A word about live migration
The live migration functionality that comes with virtualisation hypervisor platforms is undoubtedly an incredibly useful thing. It allows users to move virtual machines and data stored between physical locations without disruption.
But despite the claims of some in the IT industry, it isn’t really a backup solution, as the primary data is simply moved to another location. The ability to transparently move a VM to another location provides for some degree of disaster recovery, although the actual process of migrating really needs to happen before disaster strikes, making it more of a disaster-avoidance solution.
Best practice – combine backup and other methods
A good data protection strategy combines a number of aspects that can include all of the above features.
Short-term snapshots are great for dealing with user errors and some data corruption scenarios. More importantly, they are very fast (data can be reverted or restored in seconds), usually very space-efficient and in many cases, restores can be performed by the user, taking the workload off the backup administrator.

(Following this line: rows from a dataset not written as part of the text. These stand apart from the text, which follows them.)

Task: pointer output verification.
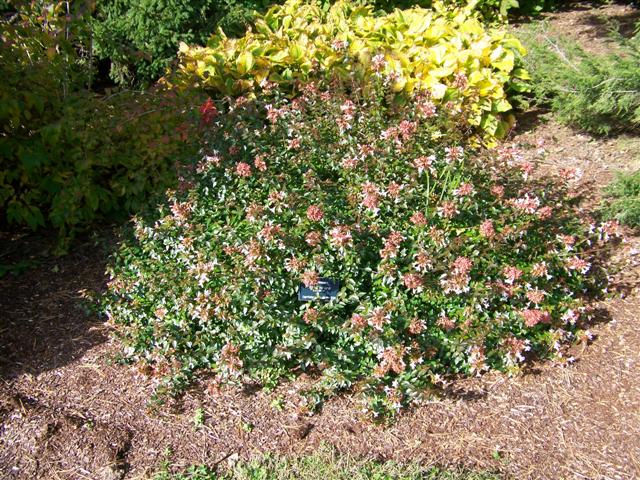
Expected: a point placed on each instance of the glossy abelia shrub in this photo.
(449, 261)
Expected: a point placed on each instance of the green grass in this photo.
(623, 199)
(325, 464)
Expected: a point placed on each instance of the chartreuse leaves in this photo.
(445, 51)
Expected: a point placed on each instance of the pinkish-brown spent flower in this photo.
(313, 239)
(532, 317)
(315, 213)
(419, 219)
(487, 229)
(243, 169)
(462, 265)
(511, 274)
(413, 281)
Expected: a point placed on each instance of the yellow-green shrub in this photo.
(448, 52)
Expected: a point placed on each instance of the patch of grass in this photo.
(623, 202)
(325, 464)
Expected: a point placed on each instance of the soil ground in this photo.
(68, 412)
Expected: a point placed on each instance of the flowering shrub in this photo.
(445, 51)
(447, 261)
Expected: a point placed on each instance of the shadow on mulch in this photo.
(44, 320)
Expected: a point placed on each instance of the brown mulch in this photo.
(67, 411)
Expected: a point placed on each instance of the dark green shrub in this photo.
(448, 261)
(599, 94)
(69, 156)
(623, 202)
(141, 37)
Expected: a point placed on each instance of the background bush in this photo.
(70, 156)
(599, 94)
(447, 263)
(448, 54)
(140, 37)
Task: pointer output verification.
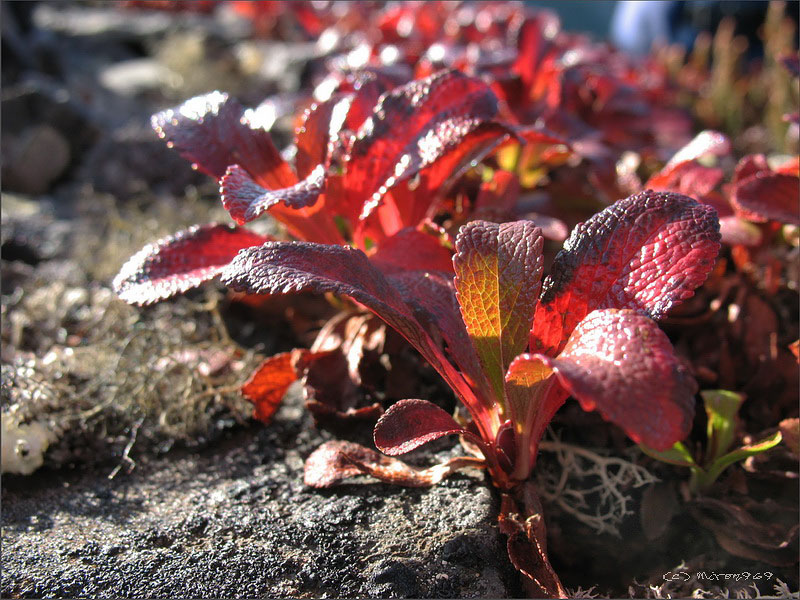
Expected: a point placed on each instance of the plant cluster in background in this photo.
(442, 153)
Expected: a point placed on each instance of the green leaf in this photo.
(728, 459)
(498, 277)
(722, 407)
(677, 455)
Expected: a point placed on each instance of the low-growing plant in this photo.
(513, 348)
(372, 168)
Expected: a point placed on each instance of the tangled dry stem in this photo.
(589, 485)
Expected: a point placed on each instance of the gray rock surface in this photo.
(235, 520)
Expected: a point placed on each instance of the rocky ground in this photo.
(148, 478)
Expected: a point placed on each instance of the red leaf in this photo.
(527, 544)
(768, 196)
(412, 127)
(245, 200)
(214, 132)
(749, 166)
(286, 267)
(318, 132)
(412, 250)
(181, 261)
(408, 424)
(432, 297)
(269, 382)
(337, 460)
(648, 252)
(689, 178)
(737, 231)
(620, 363)
(498, 278)
(705, 143)
(792, 63)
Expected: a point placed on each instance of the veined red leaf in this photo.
(620, 363)
(411, 127)
(498, 279)
(534, 396)
(768, 196)
(245, 200)
(270, 381)
(286, 267)
(648, 252)
(409, 424)
(432, 297)
(337, 460)
(213, 131)
(179, 262)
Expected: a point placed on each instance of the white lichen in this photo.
(23, 444)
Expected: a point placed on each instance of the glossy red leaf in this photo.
(432, 297)
(409, 424)
(337, 460)
(245, 200)
(527, 544)
(749, 166)
(648, 252)
(214, 132)
(286, 267)
(318, 132)
(620, 363)
(498, 279)
(736, 231)
(180, 262)
(270, 381)
(689, 178)
(792, 63)
(412, 250)
(705, 143)
(413, 126)
(768, 196)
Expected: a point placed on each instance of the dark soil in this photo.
(156, 481)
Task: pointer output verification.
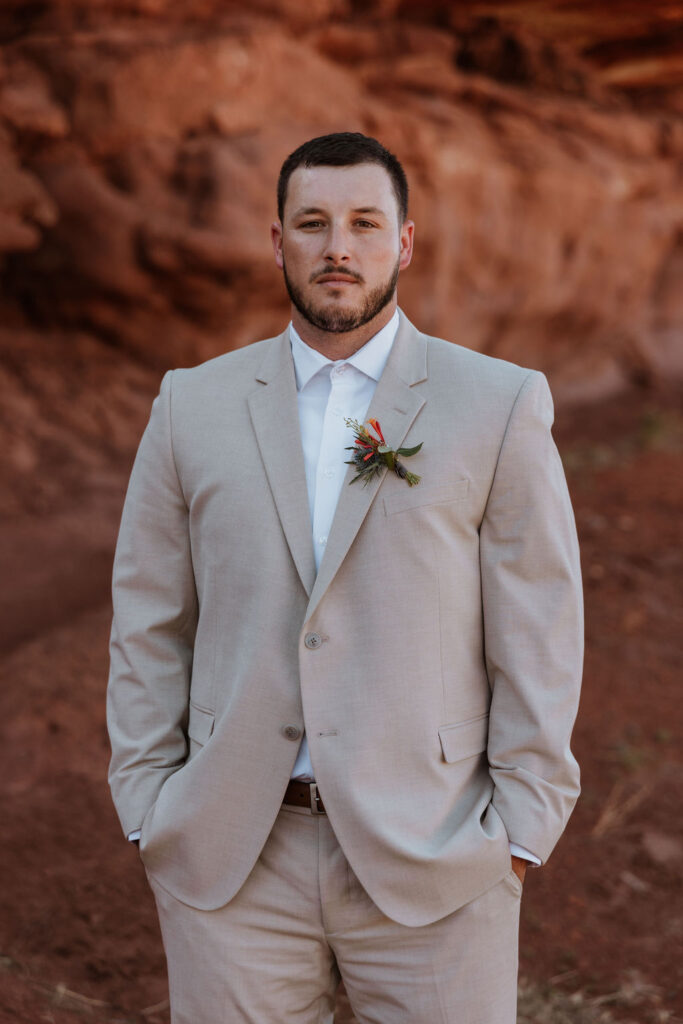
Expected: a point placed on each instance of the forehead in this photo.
(341, 188)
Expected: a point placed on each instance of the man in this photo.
(340, 709)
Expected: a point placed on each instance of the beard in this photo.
(341, 321)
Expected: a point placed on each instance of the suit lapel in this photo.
(274, 415)
(395, 407)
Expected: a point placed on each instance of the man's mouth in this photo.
(336, 279)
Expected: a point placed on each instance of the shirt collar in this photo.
(370, 359)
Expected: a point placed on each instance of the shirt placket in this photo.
(331, 469)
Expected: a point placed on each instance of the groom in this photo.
(340, 709)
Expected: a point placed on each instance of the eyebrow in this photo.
(307, 211)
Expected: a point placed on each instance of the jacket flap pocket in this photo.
(200, 726)
(464, 739)
(420, 497)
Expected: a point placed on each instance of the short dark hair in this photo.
(344, 148)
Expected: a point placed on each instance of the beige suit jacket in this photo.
(439, 700)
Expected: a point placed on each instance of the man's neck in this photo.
(341, 346)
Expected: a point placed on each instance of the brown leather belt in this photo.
(304, 795)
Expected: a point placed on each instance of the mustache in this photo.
(338, 271)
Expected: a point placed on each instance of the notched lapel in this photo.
(274, 416)
(395, 406)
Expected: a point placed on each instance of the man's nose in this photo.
(337, 246)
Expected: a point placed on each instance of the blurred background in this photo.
(139, 147)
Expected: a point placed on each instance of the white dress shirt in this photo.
(328, 392)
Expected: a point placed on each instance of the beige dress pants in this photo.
(274, 953)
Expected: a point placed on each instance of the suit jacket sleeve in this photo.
(534, 627)
(155, 622)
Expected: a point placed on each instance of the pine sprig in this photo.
(372, 454)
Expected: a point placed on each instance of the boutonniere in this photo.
(372, 454)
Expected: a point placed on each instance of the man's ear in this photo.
(276, 239)
(407, 238)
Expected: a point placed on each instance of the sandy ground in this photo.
(602, 923)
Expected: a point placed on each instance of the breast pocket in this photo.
(420, 497)
(464, 739)
(200, 727)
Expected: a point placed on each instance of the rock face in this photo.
(139, 148)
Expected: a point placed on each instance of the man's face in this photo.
(340, 245)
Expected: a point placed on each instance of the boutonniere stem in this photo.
(372, 454)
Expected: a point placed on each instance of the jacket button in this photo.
(290, 732)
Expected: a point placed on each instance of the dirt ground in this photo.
(602, 923)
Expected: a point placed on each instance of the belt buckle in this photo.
(314, 799)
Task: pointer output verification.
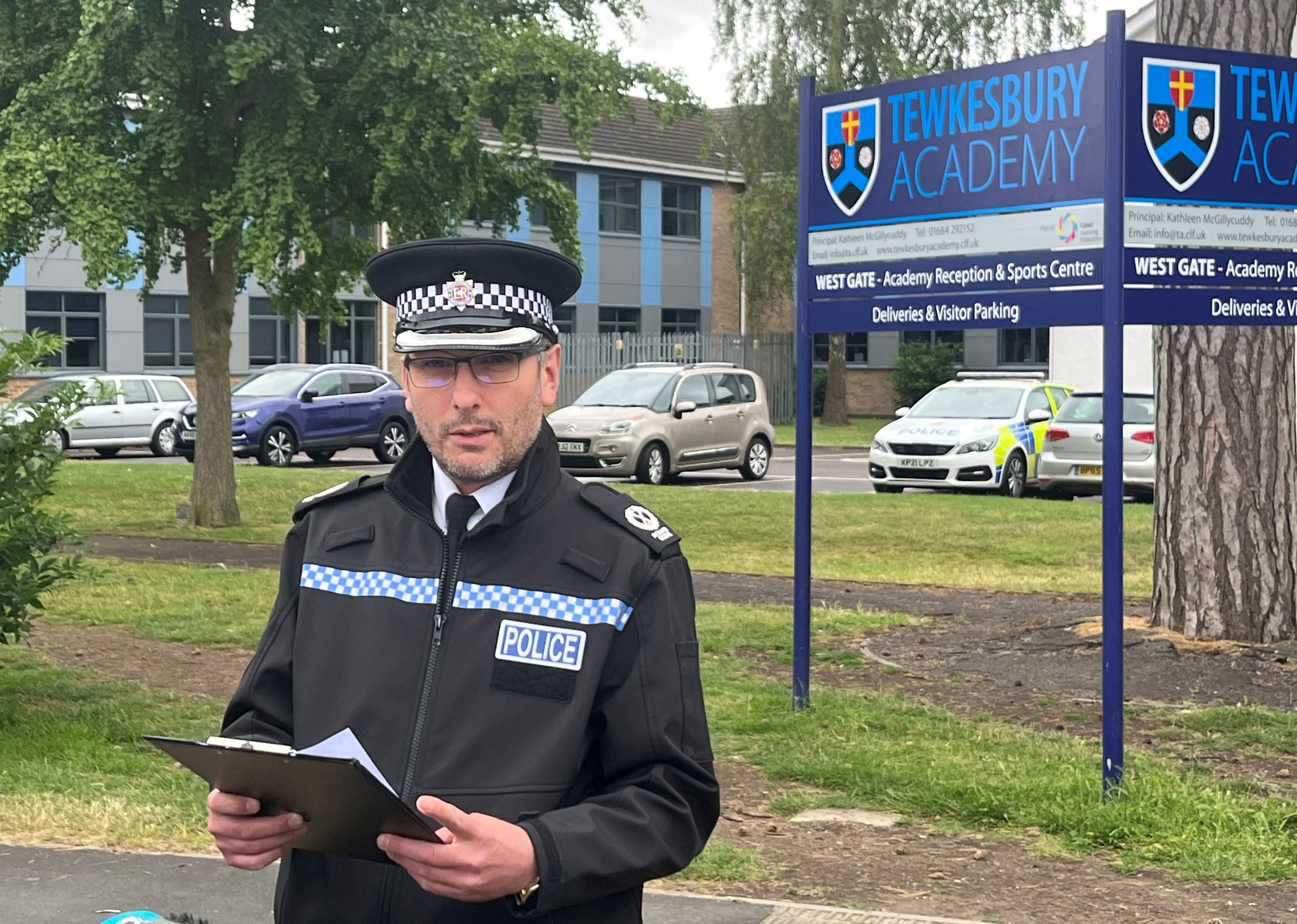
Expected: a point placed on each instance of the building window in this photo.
(858, 348)
(565, 318)
(680, 209)
(619, 204)
(954, 338)
(352, 341)
(567, 178)
(76, 316)
(1025, 347)
(681, 321)
(270, 338)
(168, 343)
(619, 321)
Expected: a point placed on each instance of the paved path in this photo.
(838, 471)
(711, 586)
(41, 885)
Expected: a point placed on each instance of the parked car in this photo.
(1072, 463)
(291, 408)
(982, 431)
(656, 420)
(138, 411)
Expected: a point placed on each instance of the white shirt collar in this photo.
(488, 496)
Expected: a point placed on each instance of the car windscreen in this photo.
(969, 401)
(272, 385)
(627, 388)
(1138, 409)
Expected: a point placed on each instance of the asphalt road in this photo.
(42, 885)
(836, 471)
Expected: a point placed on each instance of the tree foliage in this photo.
(251, 135)
(843, 43)
(28, 465)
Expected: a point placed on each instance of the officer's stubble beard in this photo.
(515, 438)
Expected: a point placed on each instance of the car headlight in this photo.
(619, 427)
(982, 446)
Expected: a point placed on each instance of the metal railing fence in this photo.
(588, 357)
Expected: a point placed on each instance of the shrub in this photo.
(920, 368)
(28, 464)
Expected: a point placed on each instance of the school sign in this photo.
(1117, 183)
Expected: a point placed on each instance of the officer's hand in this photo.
(247, 840)
(483, 858)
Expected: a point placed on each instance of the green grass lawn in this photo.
(926, 539)
(859, 433)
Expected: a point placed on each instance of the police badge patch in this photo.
(1182, 117)
(850, 156)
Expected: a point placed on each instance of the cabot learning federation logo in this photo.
(851, 152)
(1182, 116)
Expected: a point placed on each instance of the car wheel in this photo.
(757, 460)
(164, 440)
(1014, 479)
(278, 447)
(651, 468)
(394, 440)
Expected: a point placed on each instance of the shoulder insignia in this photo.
(626, 512)
(361, 484)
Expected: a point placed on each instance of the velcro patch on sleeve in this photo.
(627, 512)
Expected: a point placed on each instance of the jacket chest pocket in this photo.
(543, 661)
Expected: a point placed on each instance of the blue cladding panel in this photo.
(650, 242)
(705, 264)
(524, 223)
(588, 233)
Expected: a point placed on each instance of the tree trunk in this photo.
(835, 413)
(1226, 512)
(212, 282)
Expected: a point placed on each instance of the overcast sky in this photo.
(679, 34)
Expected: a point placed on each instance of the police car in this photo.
(982, 431)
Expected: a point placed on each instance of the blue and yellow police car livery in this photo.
(982, 431)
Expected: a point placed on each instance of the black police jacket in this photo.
(561, 693)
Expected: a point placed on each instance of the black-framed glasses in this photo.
(492, 369)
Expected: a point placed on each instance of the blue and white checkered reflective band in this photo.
(370, 584)
(607, 610)
(493, 297)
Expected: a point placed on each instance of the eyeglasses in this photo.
(492, 369)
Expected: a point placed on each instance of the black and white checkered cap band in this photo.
(488, 295)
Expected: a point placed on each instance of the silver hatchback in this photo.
(656, 420)
(1072, 458)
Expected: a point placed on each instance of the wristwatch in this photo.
(524, 896)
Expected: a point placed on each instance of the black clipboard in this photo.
(345, 808)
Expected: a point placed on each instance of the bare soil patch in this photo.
(918, 870)
(117, 655)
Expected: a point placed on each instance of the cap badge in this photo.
(460, 292)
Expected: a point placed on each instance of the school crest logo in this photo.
(1182, 117)
(850, 156)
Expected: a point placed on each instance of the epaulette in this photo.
(624, 510)
(362, 484)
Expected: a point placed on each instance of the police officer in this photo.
(515, 650)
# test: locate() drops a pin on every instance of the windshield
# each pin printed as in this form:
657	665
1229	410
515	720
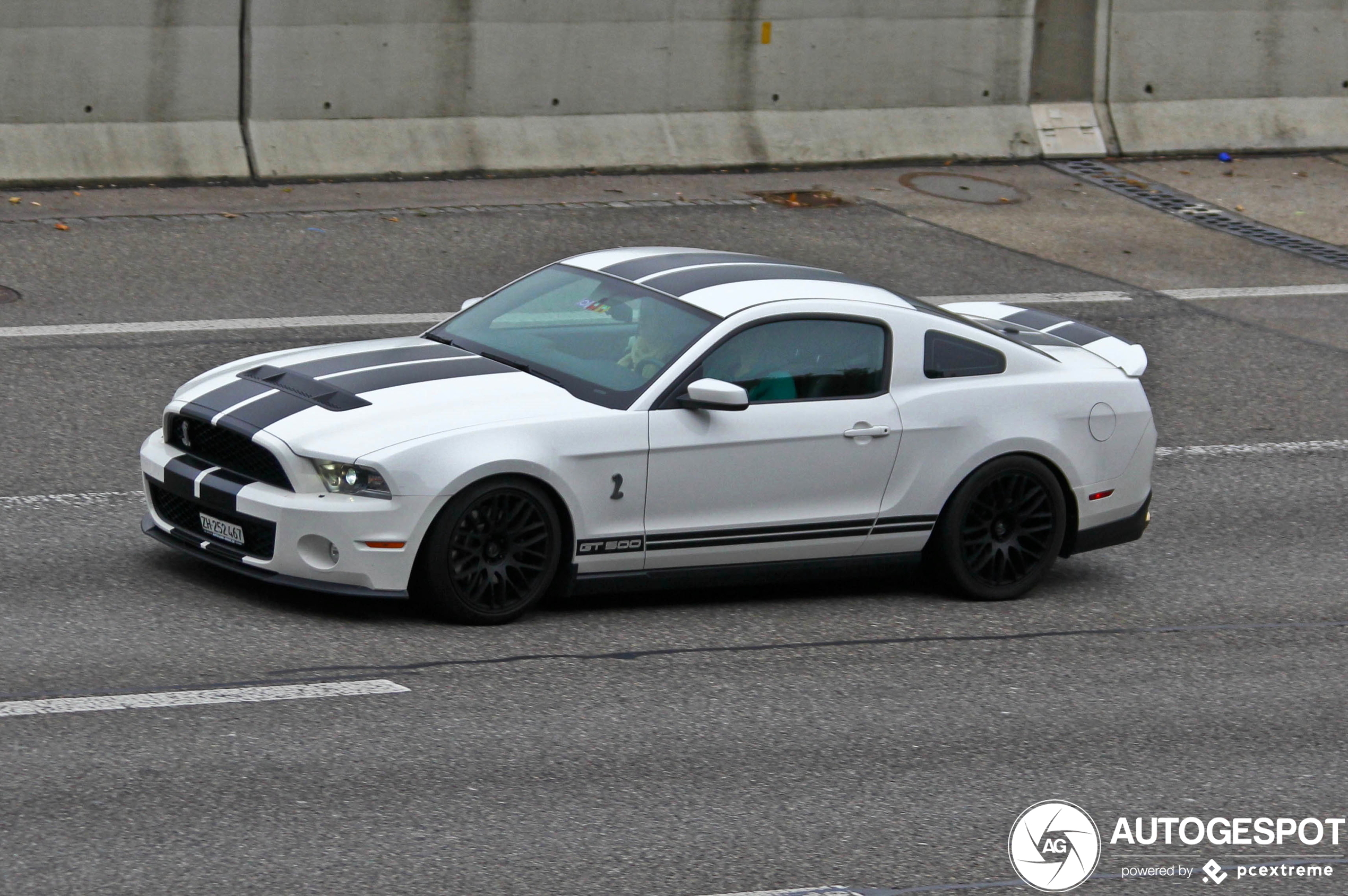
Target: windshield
599	337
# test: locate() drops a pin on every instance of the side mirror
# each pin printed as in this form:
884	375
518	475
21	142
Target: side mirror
715	395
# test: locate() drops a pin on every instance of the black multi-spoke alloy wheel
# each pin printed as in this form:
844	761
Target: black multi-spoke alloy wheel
491	554
1002	528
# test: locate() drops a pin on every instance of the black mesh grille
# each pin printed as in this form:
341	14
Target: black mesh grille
231	450
259	535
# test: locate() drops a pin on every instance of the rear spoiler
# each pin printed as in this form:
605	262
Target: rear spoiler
1012	320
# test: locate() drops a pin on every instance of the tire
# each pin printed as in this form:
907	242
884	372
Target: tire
491	554
1000	531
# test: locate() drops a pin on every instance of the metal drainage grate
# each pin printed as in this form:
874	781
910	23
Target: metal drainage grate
1160	196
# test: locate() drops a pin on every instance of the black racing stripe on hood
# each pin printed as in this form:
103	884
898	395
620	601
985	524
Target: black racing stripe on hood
637	268
695	280
263	413
340	363
387	378
236	391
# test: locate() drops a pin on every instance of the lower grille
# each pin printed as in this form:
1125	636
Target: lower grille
184	514
227	449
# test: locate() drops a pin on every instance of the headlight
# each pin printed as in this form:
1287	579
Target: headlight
351	479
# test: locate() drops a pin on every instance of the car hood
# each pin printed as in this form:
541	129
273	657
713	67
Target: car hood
341	402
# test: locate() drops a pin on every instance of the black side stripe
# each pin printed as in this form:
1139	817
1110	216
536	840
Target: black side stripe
695	280
759	540
646	266
886	520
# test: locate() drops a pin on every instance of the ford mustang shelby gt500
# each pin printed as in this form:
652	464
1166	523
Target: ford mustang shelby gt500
653	413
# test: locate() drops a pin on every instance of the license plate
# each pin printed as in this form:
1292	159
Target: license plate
224	531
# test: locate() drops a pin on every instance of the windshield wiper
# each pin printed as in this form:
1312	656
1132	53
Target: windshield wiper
518	366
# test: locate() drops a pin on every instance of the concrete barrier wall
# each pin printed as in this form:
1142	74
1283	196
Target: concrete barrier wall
158	89
1229	74
347	86
99	89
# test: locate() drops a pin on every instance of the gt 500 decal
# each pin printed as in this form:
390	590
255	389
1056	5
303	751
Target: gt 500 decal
610	546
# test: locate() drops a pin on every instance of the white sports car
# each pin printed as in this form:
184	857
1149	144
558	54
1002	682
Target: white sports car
661	414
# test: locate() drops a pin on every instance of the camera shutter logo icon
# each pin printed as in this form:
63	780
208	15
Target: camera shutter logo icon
1055	847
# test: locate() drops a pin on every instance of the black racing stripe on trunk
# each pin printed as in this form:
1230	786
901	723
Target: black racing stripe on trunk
758	530
1034	318
759	540
637	268
1080	333
390	376
227	396
359	360
695	280
220	490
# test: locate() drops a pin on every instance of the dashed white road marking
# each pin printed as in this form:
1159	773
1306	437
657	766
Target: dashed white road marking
1261	448
1258	291
1030	298
198	698
83	499
436	317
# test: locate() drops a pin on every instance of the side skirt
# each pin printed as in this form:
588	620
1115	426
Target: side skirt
737	573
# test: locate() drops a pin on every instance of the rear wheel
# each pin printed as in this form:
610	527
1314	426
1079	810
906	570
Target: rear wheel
491	554
1002	530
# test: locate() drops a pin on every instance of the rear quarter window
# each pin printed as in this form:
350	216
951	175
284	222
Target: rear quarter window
947	356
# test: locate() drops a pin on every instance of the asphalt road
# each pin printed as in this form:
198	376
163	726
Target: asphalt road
866	732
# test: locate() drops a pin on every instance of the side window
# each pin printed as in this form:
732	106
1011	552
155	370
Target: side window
950	356
804	359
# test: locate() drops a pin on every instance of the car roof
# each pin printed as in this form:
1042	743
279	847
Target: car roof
727	282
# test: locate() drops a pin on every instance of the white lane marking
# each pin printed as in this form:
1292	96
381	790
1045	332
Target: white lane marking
198	698
1319	446
1030	298
436	317
228	324
1258	291
81	499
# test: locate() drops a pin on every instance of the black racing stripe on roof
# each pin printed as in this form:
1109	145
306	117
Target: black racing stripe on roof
1034	318
1080	333
695	280
646	266
387	378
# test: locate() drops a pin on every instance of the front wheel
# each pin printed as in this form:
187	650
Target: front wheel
1002	530
491	554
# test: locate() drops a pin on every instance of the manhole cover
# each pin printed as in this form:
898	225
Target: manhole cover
802	198
963	188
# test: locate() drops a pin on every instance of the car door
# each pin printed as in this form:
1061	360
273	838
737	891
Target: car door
800	472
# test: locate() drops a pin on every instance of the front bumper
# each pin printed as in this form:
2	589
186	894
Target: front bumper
290	526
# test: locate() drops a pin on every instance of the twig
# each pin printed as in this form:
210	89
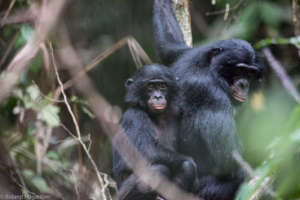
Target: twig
137	53
11	5
281	73
247	168
103	188
236	6
50	12
9	48
182	12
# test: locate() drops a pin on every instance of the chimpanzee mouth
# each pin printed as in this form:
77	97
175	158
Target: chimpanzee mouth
159	107
239	98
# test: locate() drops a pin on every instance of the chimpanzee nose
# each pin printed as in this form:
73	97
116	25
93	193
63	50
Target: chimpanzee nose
157	97
243	84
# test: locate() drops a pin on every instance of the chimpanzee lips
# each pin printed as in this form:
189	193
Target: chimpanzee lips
239	98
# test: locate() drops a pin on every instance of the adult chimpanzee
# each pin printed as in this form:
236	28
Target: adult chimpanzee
211	78
150	124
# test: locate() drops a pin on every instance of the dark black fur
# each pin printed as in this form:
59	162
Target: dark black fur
207	128
154	136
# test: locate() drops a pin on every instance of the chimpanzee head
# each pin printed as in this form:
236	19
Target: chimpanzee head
151	88
237	64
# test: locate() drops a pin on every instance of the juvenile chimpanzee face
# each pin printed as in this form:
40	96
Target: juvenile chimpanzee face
152	88
157	91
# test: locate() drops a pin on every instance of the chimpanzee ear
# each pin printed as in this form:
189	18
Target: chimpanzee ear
128	82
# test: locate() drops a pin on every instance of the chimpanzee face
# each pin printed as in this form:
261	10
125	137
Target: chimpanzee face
156	92
236	64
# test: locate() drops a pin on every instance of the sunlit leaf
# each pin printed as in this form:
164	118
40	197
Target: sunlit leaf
50	115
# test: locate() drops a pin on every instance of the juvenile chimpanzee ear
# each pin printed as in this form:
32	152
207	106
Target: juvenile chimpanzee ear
128	82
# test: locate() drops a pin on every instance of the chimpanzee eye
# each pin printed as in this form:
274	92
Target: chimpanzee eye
163	86
151	86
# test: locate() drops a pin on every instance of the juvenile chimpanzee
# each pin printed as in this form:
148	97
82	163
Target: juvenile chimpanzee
211	78
151	124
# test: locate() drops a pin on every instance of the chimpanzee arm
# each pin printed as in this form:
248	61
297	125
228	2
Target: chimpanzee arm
168	35
211	188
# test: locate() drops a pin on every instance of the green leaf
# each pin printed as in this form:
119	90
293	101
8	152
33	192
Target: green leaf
52	155
33	92
88	112
27	32
50	115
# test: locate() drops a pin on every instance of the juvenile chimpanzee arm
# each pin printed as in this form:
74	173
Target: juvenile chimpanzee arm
168	35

CDP takes things a step further with more flexible recovery scenarios that trade off backup capacity and performance against restore granularity. This means CDP is great in environments where granular rollback is required and where that feature isn’t provided through the application or database.
Finally, traditional backup offers a solid backstop position should a major hardware or site disaster occur. Although traditional backups don’t necessarily provide the flexibility or efficiency of other methods, they offer a better long-term solution for data retention especially where backup policies dictate multiple backup copies in geographically dispersed locations.
An efficient data protection strategy will make use of a combination of all of these solutions, applying them to different classes of data as necessary.